Rumors immediately flooded that they were aiming to move up within the top ten, perhaps as high as No. 5 in a trade with Cleveland, which may enable them to draft a player like Texas Tech’s Jarrett Culver, a prospect who fits Schlenk’s “dribble, pass, and shoot” philosophy perfectly. Should Culver be off the board by the time No. 5 rolls around, the Hawks could make a lesser deal for someone like Virginia’s De’Andre Hunter, considering just how many assets they have to move. The top prize, of course, would be Zion Williamson, but there’s almost no realistic package they could send to New Orleans for the opportunity to retain Williamson’s services.
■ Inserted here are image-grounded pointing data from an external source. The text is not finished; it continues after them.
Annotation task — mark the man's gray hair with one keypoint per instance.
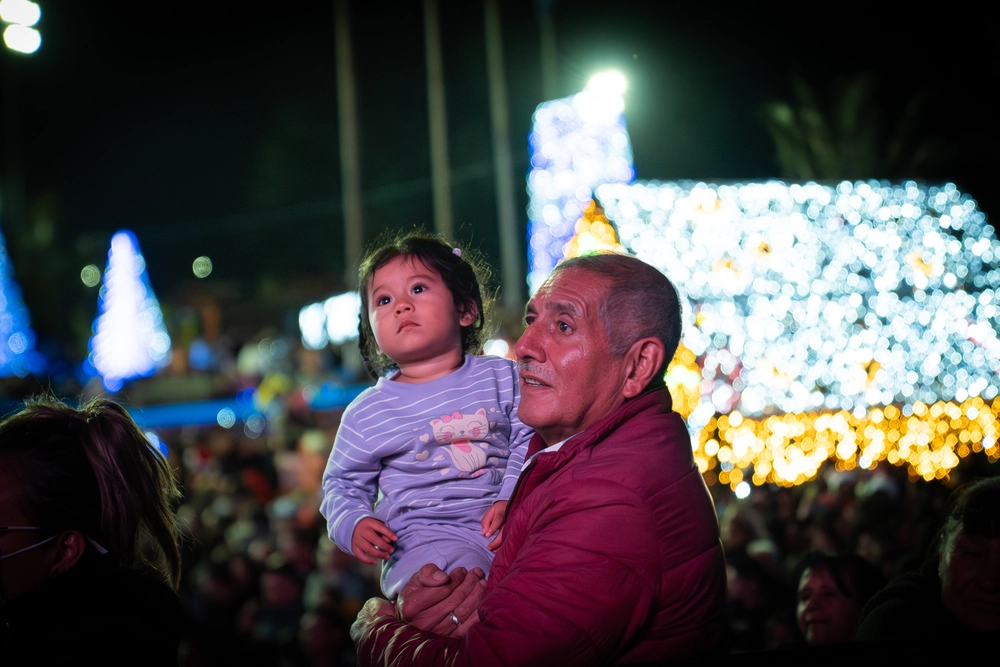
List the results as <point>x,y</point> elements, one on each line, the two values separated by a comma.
<point>641,302</point>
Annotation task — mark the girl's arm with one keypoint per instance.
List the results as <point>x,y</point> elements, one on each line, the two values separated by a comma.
<point>350,483</point>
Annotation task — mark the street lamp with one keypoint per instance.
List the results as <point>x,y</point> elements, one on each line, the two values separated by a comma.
<point>20,16</point>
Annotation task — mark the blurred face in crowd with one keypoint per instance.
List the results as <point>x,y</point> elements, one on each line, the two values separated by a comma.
<point>826,614</point>
<point>970,579</point>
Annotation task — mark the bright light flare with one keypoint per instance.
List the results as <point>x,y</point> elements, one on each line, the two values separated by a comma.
<point>22,38</point>
<point>608,83</point>
<point>22,12</point>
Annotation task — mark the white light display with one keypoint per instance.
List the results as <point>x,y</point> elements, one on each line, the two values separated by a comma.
<point>810,297</point>
<point>130,339</point>
<point>576,143</point>
<point>853,324</point>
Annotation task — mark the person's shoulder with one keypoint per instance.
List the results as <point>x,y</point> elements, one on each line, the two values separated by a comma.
<point>500,367</point>
<point>491,361</point>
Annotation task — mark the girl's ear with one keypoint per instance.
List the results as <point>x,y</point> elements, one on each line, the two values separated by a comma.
<point>468,314</point>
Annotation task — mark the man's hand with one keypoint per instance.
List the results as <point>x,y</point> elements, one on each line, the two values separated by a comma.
<point>371,540</point>
<point>431,597</point>
<point>493,520</point>
<point>374,609</point>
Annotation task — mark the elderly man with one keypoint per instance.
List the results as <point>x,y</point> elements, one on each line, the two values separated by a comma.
<point>611,549</point>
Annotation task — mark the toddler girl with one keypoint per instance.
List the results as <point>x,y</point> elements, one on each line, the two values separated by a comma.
<point>425,461</point>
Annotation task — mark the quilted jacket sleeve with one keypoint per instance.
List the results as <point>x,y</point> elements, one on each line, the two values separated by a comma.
<point>570,595</point>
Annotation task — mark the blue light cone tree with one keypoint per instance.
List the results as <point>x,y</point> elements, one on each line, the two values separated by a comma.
<point>17,340</point>
<point>130,340</point>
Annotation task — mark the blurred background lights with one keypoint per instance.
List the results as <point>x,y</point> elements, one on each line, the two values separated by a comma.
<point>22,38</point>
<point>855,323</point>
<point>202,267</point>
<point>90,275</point>
<point>130,339</point>
<point>226,418</point>
<point>22,12</point>
<point>332,321</point>
<point>17,340</point>
<point>576,144</point>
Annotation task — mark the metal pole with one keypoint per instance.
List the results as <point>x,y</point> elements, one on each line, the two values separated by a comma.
<point>512,268</point>
<point>550,70</point>
<point>437,119</point>
<point>350,157</point>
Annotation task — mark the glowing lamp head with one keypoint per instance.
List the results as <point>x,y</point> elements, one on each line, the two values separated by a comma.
<point>612,84</point>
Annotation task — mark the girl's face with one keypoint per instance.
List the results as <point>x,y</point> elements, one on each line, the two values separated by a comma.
<point>825,615</point>
<point>414,317</point>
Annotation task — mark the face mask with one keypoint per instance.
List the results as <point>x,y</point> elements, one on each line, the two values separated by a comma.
<point>14,553</point>
<point>28,548</point>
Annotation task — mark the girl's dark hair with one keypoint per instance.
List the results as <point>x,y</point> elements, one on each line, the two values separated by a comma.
<point>853,576</point>
<point>463,274</point>
<point>91,469</point>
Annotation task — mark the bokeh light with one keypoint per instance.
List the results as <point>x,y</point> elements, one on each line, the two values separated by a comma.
<point>90,275</point>
<point>22,38</point>
<point>496,347</point>
<point>332,321</point>
<point>202,267</point>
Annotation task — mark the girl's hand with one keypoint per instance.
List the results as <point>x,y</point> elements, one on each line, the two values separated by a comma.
<point>433,600</point>
<point>372,539</point>
<point>493,522</point>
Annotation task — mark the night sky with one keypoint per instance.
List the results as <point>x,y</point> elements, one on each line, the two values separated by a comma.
<point>215,133</point>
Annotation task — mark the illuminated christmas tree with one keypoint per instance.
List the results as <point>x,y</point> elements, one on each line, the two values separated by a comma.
<point>17,340</point>
<point>130,340</point>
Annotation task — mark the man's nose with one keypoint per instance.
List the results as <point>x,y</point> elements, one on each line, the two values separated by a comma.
<point>527,346</point>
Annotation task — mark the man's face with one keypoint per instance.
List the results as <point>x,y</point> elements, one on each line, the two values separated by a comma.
<point>569,378</point>
<point>970,580</point>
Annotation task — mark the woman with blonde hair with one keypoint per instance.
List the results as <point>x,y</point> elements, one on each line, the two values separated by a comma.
<point>89,556</point>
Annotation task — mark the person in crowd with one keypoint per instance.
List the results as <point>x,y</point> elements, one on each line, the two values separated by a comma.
<point>611,551</point>
<point>424,462</point>
<point>89,556</point>
<point>957,590</point>
<point>833,589</point>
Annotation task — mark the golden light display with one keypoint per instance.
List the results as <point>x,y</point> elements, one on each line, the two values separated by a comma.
<point>592,233</point>
<point>789,449</point>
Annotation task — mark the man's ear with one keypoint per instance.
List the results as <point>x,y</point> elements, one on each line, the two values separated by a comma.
<point>469,314</point>
<point>643,361</point>
<point>70,547</point>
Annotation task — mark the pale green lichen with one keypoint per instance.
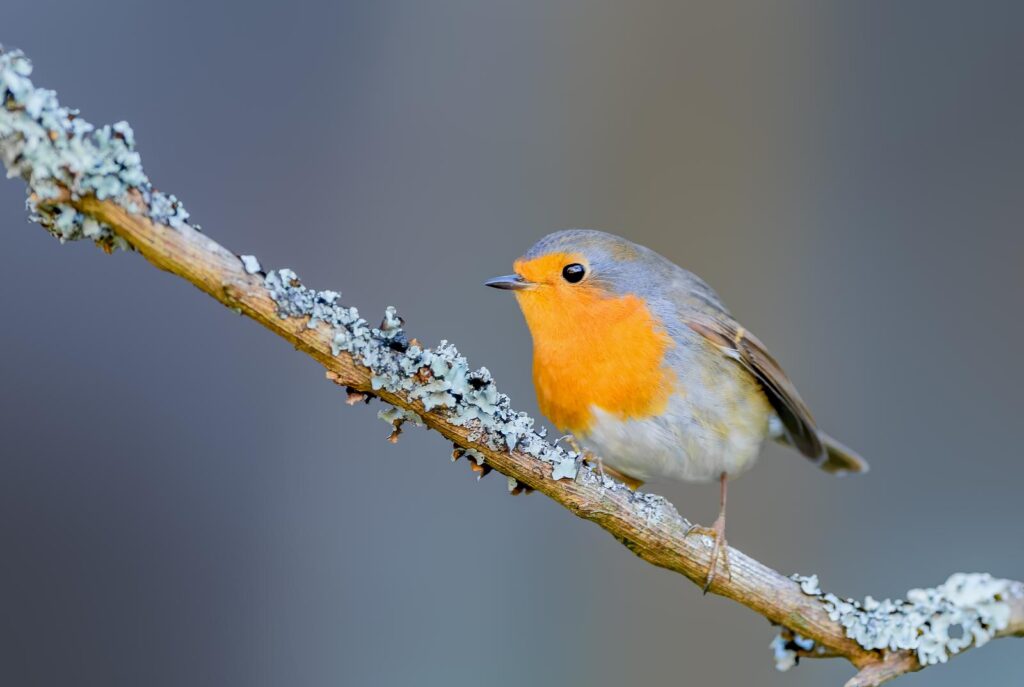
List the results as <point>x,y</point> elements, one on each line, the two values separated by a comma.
<point>55,151</point>
<point>938,623</point>
<point>438,378</point>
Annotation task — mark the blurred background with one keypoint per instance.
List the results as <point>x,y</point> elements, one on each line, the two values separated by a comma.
<point>185,501</point>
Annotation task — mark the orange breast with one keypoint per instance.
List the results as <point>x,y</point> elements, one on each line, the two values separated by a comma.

Where Atlanta goes from here will be interesting. This trade is just one piece of the puzzle; we’ll have more pieces to fill in the rest of the picture in the coming months. More than most trades made in the NBA, this move really cannot be viewed in a vacuum and must be looked at in the overall scope of their offseason, which is obviously a bit difficult to do at this moment in time. Still, the value they got in this trade was tremendous – two first-round picks, one of which is already known to be in the middle of the round, in exchange for taking on Crabbe’s salary and a young player in Prince coming up on restricted free agency next summer is a very fine deal indeed for Schlenk and his staff.
There are always risks involved in any deal. The risk that Prince’s defensive acumen was hidden below his lack of effort and he becomes a high-end 3-and-D player, the risk that they’re unable to offload multiple picks in this year’s draft to either move up or collect future draft assets, or the risk that they could have done better with the 2019 cap space used in this deal are all downsides that Schlenk had to weigh before pulling the trigger. However, the upside of multiple first-round selections and the asset flexibility it gives the Hawks should be well worth any potential downside risk.